The Platform Engineering team is responsible for enabling the organization by developing tooling and architectural patterns to leverage the public cloud in a reliable and scalable manner. As a Site Reliability Engineer, you will serve as a technical leader for the team as well as the organization and help evolve our technology through automation and reliable architecture as well help increase velocity by adoption of such implementations.
What you'll do:
Driving solutions and implementing systems that propel the organization as we leverage the capability of the Cloud to provide a seamless Platform.
Compute Platform architecture and development (IaaS, PaaS)
Core infrastructure tools and frameworks (Configuration Management, IAM, WAF, CI/CD, Infrastructure as Code, Monitoring, HA, kubernetes, Helm, FLux, Service Mesh, etc.)
Provide expertise in the use of Google Cloud Platform (GCP) and container orchestration systems like Kubernetes.

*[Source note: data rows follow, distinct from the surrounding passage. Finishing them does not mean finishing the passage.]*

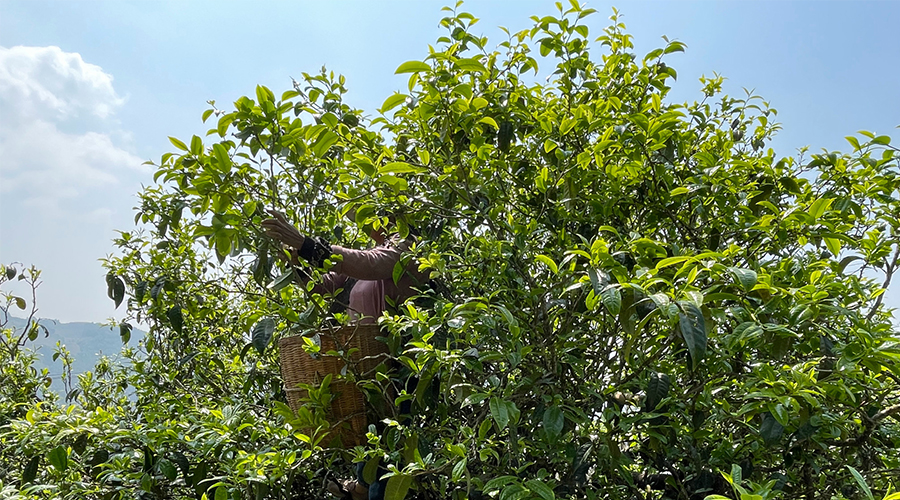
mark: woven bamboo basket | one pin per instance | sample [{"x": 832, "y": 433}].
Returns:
[{"x": 348, "y": 410}]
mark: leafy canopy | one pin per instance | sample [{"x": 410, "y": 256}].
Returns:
[{"x": 633, "y": 294}]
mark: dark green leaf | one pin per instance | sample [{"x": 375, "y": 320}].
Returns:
[
  {"x": 657, "y": 390},
  {"x": 540, "y": 488},
  {"x": 499, "y": 412},
  {"x": 140, "y": 290},
  {"x": 746, "y": 277},
  {"x": 175, "y": 318},
  {"x": 370, "y": 470},
  {"x": 693, "y": 331},
  {"x": 399, "y": 167},
  {"x": 770, "y": 430},
  {"x": 30, "y": 470},
  {"x": 167, "y": 468},
  {"x": 861, "y": 481},
  {"x": 262, "y": 334},
  {"x": 125, "y": 332},
  {"x": 157, "y": 287},
  {"x": 282, "y": 281},
  {"x": 59, "y": 458},
  {"x": 554, "y": 420}
]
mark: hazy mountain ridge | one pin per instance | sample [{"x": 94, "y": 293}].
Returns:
[{"x": 86, "y": 342}]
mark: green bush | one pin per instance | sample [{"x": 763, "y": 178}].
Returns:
[{"x": 635, "y": 294}]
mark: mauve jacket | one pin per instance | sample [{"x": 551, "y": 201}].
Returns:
[{"x": 374, "y": 269}]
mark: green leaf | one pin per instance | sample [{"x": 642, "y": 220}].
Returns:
[
  {"x": 833, "y": 244},
  {"x": 818, "y": 207},
  {"x": 115, "y": 288},
  {"x": 746, "y": 277},
  {"x": 459, "y": 469},
  {"x": 140, "y": 290},
  {"x": 861, "y": 481},
  {"x": 470, "y": 64},
  {"x": 513, "y": 492},
  {"x": 176, "y": 319},
  {"x": 325, "y": 140},
  {"x": 400, "y": 167},
  {"x": 412, "y": 67},
  {"x": 59, "y": 458},
  {"x": 178, "y": 144},
  {"x": 693, "y": 331},
  {"x": 770, "y": 430},
  {"x": 537, "y": 486},
  {"x": 262, "y": 334},
  {"x": 222, "y": 157},
  {"x": 167, "y": 468},
  {"x": 499, "y": 412},
  {"x": 553, "y": 421},
  {"x": 125, "y": 332},
  {"x": 282, "y": 281},
  {"x": 548, "y": 262},
  {"x": 612, "y": 299},
  {"x": 397, "y": 487},
  {"x": 489, "y": 121},
  {"x": 392, "y": 102},
  {"x": 657, "y": 390},
  {"x": 30, "y": 470},
  {"x": 370, "y": 470}
]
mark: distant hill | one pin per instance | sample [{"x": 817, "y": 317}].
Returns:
[{"x": 85, "y": 341}]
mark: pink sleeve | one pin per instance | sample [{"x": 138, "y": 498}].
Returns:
[
  {"x": 373, "y": 264},
  {"x": 330, "y": 282}
]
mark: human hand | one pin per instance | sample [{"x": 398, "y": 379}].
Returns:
[{"x": 278, "y": 228}]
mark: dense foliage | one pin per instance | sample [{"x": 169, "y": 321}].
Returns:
[{"x": 634, "y": 296}]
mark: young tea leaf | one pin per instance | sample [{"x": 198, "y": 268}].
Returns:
[
  {"x": 262, "y": 334},
  {"x": 693, "y": 331}
]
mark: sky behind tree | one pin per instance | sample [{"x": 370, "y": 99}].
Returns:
[{"x": 90, "y": 90}]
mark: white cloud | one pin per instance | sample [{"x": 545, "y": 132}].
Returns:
[
  {"x": 45, "y": 82},
  {"x": 41, "y": 165}
]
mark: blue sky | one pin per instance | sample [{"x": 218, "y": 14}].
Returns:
[{"x": 90, "y": 89}]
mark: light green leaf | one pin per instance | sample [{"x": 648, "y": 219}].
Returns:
[
  {"x": 282, "y": 281},
  {"x": 459, "y": 470},
  {"x": 612, "y": 299},
  {"x": 400, "y": 167},
  {"x": 392, "y": 102},
  {"x": 746, "y": 277},
  {"x": 470, "y": 64},
  {"x": 397, "y": 487},
  {"x": 537, "y": 486},
  {"x": 178, "y": 144},
  {"x": 489, "y": 121},
  {"x": 548, "y": 262},
  {"x": 412, "y": 67},
  {"x": 59, "y": 458}
]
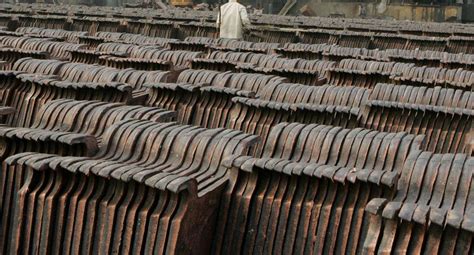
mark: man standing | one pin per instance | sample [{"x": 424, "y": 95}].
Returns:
[{"x": 232, "y": 19}]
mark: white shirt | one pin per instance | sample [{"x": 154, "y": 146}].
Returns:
[{"x": 234, "y": 16}]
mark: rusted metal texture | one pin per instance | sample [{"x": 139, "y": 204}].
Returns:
[{"x": 139, "y": 131}]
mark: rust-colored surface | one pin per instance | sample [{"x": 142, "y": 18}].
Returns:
[{"x": 128, "y": 132}]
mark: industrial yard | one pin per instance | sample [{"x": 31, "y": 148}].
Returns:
[{"x": 140, "y": 131}]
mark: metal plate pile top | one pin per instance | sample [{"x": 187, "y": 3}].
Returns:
[{"x": 139, "y": 131}]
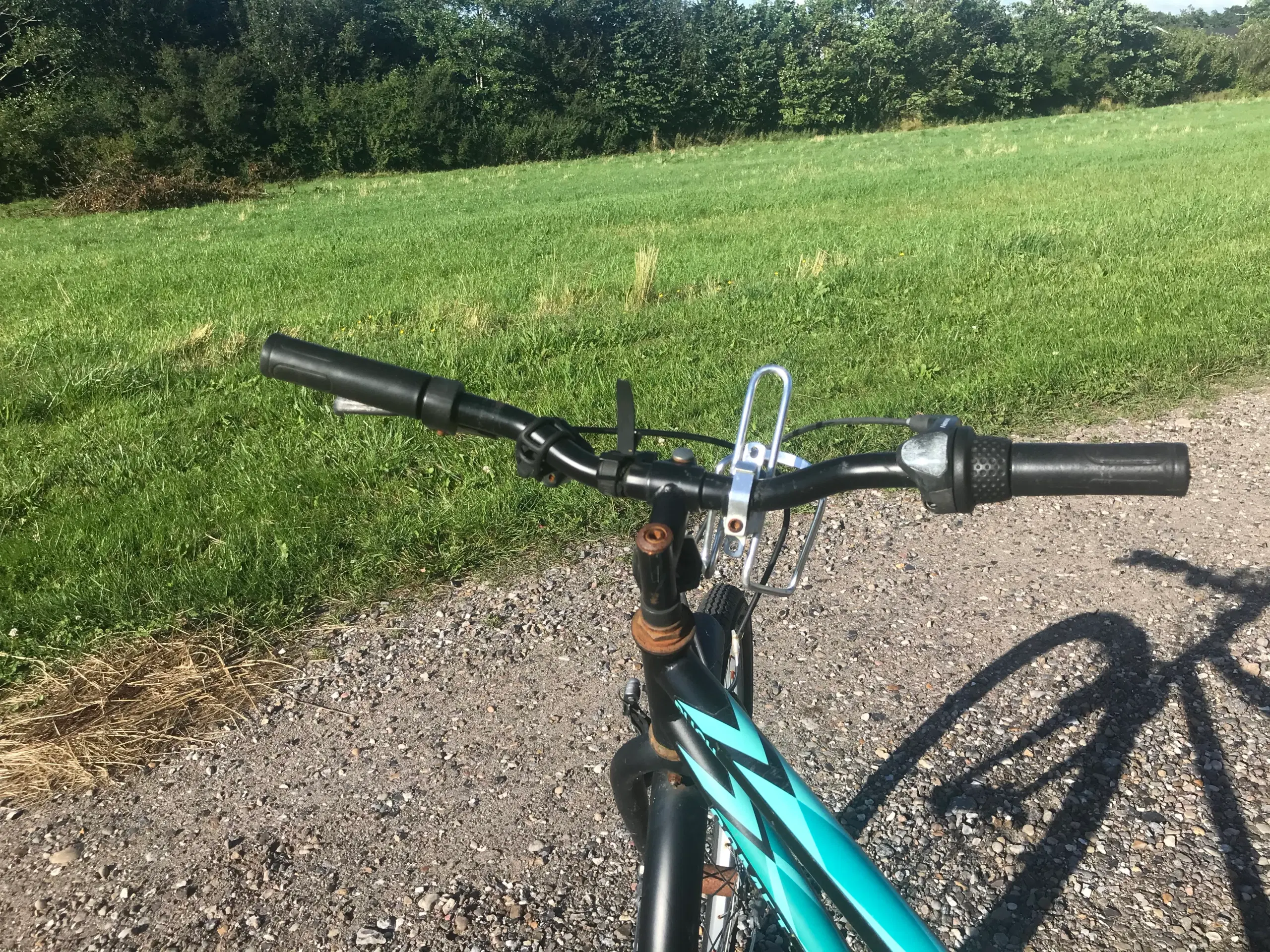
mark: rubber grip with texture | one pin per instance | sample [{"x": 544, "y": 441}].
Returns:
[
  {"x": 1099, "y": 469},
  {"x": 398, "y": 390}
]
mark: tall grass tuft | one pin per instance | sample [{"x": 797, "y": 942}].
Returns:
[{"x": 645, "y": 277}]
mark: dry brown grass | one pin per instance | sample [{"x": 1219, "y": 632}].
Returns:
[
  {"x": 645, "y": 277},
  {"x": 123, "y": 187},
  {"x": 76, "y": 726},
  {"x": 202, "y": 348},
  {"x": 812, "y": 267}
]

Collaborate across Engineering and Product teams to translate application requirements to infrastructure capabilities
Maintaining an automation centric vision and incorporating SRE methodologies in an effort to increase reliability and decreasing toil
Involvement in technical design and architecture discussions and decisions as well as contributing to technical troubleshooting in various part of the stack
What's great about the role:
You will have the opportunity to contribute greatly to an extremely engineering-focused organization.
Your contributions will have a noticeable impact on our members as well as your fellow Karmanauts (that's what we call ourselves).
You will be involved in organizational efforts of continuous improvement to increase and ensure the reliability of Credit Karma.
You will get broad exposure to our full stack, consisting of desired and progressive technologies such as Docker, Kubernetes, Terraform, Google Cloud Platform, Jenkins, etc.
You will grow and learn and have fun doing it--it's part of our culture.
And, of course, all those awesome company perks that you have probably already read about.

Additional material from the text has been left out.